Unilever purchases “world’s first” surfactant made from renewable carbon
22 Aug 2022 --- A new range of renewable and biodegradable surfactant known as NextLab linear alkylbenzene (LAB) has been bought by Unilever to be used in production of linear alkylbenzene sulfonate (LAS), used in many of the company’s brands, including Persil, Cif and Sunlight. The surfactant was developed by a Spanish chemicals company named Cepsa Química.
Currently, all LAS surfactants are made from black carbon extracted from fossil fuels. Using LAB is a more environmentally sustainable way to produce this key raw material.
Manufacturing surfactants through carbon extraction is the most viable short-term alternative to purely fossil-carbon derived products, and is also a vital stepping stone in the shift from petrochemical to renewable feedstocks, according to the company.
“Using a mass balance approach allows us to start transitioning from black carbon sources to renewable alternatives that offer the same quality cleaning that our consumers expect and love in our brands,” says Kirsten Tosin, Unilever’s head of procurement, home care.
Circular chemistry aims to optimize resource efficiency to close the loop and create a waste-free chemical industry that is more environmentally sustainable.
Until now the chemistry that provides the cleaning power of many laundry and detergent products has relied on ingredients derived from fossil fuels, also known as black carbon.
NextLab LAB is made using green carbon derived from renewable biomass, and is a more environmentally sustainable way to produce key raw material used in surfactants.
Surfactants are a vital ingredient in cleaning products. They work as active agents to stir up activity on the surface and lift off debris.
Surfactants are also used in a variety of skincare and hair care products such as shampoos, conditioners, shower gels, face washes and more. They work to emulsify and foam, making it an important component in personal care.
Fossil fuel alternative
Solvay previously introduced two biosurfactants: Mirasoft SL L60 and Mirasoft SL A60, touted to be 100% biobased and biodegradable surfactants and manufactured through a cost-efficient fermentation process to be applied in cosmetics.
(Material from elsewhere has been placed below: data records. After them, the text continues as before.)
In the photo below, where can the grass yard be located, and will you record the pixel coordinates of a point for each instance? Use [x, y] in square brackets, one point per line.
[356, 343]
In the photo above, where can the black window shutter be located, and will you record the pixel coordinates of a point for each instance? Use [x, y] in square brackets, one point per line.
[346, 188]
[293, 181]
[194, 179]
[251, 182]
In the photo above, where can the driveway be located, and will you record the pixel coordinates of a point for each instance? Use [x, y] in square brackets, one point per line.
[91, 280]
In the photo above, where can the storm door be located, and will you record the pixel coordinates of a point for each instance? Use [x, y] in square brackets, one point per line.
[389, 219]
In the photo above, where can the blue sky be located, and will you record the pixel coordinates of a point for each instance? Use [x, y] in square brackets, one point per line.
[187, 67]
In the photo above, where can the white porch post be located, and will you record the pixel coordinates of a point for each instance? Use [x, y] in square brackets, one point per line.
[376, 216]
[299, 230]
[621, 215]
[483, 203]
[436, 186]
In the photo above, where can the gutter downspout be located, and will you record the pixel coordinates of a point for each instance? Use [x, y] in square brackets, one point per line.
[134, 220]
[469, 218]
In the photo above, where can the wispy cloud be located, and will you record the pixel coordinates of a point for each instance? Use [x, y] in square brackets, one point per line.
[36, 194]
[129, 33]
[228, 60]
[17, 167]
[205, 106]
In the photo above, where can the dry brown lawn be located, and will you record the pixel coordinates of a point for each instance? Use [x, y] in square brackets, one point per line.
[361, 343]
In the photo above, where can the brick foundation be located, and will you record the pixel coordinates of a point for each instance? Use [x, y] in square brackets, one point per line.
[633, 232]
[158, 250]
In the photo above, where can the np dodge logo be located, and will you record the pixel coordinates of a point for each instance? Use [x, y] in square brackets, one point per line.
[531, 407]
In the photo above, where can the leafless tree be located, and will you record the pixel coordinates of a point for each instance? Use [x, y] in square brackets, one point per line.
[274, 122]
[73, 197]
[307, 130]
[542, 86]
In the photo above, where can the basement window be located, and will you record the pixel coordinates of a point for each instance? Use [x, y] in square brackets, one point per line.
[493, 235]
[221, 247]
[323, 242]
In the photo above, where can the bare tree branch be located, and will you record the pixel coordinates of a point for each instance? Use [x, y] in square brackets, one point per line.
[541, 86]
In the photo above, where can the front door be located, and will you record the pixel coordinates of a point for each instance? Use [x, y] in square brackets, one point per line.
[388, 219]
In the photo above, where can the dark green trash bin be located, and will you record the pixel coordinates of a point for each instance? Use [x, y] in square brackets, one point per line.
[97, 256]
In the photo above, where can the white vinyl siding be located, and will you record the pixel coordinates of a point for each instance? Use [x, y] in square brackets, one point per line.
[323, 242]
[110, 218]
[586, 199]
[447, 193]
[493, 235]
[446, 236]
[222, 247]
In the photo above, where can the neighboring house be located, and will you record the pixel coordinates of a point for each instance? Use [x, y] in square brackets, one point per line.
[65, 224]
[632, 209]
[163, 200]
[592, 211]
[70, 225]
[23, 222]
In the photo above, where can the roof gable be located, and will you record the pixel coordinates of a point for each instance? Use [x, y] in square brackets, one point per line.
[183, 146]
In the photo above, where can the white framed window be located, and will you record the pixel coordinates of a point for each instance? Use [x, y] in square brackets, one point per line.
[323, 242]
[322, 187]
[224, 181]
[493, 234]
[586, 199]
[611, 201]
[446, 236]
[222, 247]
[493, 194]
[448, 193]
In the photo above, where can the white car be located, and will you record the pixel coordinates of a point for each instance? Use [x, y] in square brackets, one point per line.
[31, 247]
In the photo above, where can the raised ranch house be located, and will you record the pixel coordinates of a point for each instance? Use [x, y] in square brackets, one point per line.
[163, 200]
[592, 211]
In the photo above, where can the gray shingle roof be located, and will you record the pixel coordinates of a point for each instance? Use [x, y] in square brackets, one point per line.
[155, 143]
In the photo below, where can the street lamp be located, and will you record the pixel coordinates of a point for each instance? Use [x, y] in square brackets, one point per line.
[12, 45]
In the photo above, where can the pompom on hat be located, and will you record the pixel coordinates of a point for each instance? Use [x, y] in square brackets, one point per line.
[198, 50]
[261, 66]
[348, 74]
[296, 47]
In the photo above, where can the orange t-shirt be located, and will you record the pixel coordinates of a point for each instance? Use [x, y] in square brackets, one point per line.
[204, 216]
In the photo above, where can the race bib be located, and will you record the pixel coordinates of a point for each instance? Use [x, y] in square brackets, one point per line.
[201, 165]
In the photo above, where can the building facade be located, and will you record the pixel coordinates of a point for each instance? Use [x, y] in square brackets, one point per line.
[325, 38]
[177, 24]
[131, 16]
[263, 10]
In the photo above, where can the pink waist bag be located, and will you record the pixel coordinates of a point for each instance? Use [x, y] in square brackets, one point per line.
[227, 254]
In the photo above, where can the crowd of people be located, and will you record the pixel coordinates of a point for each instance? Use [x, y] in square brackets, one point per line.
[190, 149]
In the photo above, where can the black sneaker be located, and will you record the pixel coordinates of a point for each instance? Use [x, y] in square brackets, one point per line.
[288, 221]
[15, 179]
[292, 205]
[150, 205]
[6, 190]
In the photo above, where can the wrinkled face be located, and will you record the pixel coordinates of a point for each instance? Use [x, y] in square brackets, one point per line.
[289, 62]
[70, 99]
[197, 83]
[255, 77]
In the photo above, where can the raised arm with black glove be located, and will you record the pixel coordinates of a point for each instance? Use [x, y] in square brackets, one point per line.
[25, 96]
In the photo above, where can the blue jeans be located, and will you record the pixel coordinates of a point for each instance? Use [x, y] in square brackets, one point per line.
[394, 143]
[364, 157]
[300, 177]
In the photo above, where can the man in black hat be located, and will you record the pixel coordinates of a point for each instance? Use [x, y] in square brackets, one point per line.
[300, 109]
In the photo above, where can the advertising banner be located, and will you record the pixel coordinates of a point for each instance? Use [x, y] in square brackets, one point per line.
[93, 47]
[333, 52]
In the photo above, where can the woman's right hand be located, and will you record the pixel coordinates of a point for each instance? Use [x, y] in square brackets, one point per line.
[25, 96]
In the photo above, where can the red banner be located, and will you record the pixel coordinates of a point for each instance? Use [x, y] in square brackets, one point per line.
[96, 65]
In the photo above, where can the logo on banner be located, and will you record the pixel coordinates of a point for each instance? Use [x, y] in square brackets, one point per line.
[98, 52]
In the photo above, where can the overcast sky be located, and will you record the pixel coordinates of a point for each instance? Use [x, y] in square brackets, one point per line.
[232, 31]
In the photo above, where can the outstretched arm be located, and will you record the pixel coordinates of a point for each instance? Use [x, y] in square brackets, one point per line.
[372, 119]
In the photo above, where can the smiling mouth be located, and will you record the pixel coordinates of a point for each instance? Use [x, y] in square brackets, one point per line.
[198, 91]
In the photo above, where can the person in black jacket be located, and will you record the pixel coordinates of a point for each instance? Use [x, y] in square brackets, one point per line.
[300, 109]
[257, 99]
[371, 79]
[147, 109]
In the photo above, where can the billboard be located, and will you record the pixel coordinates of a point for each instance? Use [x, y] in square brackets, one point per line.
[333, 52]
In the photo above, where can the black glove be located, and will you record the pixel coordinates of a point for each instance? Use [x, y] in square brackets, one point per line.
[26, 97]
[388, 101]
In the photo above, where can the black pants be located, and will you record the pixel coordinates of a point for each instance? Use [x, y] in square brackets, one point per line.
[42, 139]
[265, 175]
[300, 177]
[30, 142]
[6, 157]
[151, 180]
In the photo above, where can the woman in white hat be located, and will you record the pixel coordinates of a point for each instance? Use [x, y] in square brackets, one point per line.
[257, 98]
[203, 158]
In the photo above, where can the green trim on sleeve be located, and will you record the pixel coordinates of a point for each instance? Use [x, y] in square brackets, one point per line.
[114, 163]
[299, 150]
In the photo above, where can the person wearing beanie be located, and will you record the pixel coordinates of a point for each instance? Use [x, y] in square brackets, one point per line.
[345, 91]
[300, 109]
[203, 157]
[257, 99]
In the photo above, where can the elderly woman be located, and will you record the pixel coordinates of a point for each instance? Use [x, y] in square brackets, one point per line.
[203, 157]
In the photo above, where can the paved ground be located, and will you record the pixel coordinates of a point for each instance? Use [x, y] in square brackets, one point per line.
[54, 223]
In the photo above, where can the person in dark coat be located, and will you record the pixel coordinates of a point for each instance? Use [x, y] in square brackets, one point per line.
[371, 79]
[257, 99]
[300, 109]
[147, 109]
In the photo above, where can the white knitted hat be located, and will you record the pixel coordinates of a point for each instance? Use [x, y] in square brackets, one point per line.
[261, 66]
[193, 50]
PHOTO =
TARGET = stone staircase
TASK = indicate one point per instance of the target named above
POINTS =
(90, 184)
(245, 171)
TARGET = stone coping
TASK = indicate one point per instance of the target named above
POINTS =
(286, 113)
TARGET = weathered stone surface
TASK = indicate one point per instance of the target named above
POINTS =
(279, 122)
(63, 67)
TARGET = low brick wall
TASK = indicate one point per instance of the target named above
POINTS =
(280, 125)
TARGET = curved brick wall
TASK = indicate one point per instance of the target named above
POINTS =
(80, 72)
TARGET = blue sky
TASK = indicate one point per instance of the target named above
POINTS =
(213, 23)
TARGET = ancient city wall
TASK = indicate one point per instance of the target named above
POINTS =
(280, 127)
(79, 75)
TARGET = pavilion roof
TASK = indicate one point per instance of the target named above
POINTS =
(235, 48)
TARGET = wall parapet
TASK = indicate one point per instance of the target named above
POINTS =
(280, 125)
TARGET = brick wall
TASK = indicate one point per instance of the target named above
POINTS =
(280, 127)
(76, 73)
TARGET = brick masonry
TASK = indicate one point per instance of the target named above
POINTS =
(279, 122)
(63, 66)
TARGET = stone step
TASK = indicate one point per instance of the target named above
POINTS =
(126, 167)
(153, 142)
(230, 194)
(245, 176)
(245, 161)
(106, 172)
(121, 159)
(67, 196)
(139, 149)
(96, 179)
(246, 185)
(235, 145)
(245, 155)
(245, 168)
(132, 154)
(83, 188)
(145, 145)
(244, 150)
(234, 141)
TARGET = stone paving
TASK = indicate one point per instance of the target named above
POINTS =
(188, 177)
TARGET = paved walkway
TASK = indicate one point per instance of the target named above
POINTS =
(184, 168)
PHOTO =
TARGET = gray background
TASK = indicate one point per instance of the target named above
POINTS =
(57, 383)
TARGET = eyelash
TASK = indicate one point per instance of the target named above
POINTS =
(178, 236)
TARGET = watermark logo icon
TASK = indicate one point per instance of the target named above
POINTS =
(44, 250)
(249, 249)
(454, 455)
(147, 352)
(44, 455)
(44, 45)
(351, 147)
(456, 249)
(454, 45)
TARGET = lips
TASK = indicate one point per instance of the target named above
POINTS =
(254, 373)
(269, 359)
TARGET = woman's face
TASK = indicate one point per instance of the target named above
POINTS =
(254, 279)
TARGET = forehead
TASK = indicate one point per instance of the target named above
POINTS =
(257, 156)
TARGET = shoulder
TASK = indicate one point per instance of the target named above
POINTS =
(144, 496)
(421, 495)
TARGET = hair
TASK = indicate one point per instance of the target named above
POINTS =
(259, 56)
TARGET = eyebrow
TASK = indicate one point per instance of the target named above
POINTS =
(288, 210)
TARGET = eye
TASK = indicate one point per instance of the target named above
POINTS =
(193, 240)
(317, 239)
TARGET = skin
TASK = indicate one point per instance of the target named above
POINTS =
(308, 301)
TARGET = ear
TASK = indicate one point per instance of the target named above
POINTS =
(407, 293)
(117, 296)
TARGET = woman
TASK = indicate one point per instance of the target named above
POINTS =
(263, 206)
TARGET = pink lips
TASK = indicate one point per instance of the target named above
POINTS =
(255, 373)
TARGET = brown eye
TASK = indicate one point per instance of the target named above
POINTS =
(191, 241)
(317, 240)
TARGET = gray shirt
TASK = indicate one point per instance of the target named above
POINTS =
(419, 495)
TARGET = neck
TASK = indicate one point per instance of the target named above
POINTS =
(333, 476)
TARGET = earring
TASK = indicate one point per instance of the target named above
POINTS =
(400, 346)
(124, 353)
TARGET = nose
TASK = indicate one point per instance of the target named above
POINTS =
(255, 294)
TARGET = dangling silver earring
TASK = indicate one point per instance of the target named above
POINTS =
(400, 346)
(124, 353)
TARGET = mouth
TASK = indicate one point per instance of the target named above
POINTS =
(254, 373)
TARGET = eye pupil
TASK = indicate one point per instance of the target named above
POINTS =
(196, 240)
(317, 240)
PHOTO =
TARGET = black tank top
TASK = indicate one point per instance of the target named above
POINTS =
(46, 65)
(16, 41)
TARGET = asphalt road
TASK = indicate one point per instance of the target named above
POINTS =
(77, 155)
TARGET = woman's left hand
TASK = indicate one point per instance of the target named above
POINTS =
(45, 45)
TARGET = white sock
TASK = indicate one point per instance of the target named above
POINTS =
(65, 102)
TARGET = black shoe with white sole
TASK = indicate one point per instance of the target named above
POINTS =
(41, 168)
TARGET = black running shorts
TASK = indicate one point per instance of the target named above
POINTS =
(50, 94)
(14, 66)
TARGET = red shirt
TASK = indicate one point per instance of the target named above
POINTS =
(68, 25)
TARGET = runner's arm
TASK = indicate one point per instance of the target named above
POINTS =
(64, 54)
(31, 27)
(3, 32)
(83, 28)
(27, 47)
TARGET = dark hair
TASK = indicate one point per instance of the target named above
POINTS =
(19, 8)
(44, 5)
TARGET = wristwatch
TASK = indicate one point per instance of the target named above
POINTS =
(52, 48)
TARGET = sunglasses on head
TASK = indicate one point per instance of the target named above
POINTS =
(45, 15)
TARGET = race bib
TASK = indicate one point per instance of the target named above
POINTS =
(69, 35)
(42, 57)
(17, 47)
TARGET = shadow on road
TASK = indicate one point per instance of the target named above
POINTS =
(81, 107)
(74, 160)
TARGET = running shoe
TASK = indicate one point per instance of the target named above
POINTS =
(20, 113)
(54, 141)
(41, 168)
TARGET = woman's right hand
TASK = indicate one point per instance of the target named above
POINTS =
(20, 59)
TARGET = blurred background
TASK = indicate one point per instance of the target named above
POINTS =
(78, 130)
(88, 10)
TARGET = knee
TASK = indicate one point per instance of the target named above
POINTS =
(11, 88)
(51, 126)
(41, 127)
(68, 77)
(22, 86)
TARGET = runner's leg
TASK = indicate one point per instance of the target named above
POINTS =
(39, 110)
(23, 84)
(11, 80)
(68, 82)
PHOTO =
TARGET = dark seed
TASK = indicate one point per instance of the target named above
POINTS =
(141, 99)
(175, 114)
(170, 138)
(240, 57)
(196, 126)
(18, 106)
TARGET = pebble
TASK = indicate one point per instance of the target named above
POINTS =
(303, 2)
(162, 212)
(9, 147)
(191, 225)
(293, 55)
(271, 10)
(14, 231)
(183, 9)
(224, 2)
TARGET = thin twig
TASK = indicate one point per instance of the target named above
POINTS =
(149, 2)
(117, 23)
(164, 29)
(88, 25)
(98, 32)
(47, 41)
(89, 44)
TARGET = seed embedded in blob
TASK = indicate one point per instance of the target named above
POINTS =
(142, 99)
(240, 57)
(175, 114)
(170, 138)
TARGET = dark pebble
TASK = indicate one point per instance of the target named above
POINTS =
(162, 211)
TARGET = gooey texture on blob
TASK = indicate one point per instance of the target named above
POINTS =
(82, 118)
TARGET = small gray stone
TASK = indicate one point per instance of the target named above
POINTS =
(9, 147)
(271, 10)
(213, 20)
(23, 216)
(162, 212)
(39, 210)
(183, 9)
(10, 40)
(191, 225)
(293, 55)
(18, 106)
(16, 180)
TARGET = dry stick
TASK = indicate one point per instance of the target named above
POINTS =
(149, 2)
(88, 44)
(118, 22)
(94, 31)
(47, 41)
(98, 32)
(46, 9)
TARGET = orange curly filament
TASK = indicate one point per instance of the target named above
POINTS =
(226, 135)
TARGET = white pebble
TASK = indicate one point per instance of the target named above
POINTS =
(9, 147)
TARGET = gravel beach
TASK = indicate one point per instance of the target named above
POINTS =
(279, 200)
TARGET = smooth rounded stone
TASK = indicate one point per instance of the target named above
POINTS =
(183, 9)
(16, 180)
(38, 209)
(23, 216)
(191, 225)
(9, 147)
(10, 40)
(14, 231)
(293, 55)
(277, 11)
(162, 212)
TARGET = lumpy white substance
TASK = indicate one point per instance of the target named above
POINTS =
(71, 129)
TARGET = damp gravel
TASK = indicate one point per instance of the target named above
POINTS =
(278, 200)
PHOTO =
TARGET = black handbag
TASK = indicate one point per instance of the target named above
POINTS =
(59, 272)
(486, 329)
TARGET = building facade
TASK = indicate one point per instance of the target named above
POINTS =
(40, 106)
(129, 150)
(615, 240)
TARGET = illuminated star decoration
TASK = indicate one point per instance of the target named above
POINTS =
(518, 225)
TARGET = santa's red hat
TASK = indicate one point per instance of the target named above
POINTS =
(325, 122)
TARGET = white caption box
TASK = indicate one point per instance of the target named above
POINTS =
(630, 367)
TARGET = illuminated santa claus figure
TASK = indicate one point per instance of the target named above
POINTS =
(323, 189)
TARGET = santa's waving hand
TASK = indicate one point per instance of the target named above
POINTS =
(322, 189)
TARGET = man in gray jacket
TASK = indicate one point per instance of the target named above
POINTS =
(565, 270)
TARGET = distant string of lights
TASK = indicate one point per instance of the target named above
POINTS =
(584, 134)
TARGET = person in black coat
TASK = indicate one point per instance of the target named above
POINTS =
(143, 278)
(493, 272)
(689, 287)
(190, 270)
The surfactant molecules are compatible with water and oil, which makes them useful as cosmetic ingredients.
The company says that the ingredients do not have harmful effects on the environment, unlike synthetic surfactants.
Surfactant in the spotlight
Innospec’s Iselux (sodium lauroyl methyl isethionate) surfactant got the greenlight for sale in China recently. It is a gentle cleanser according to the specialty chemical manufacturer, and can serve as a primary or secondary surfactant.
This month, Vitamin E manufacturer Kensing struck a deal to acquire German specialty chemicals company Evonik’s amphoteric surfactant and specialty esters production operations in Virginia, US.
Among its previous activities in the surfactants arena, Evonik invested in the “world’s first” production plant of bio-based rhamnolipids, based in Slovakia. Rhamnolipids are biosurfactants that can be used instead of petrochemical ingredients to lift dirt and grease.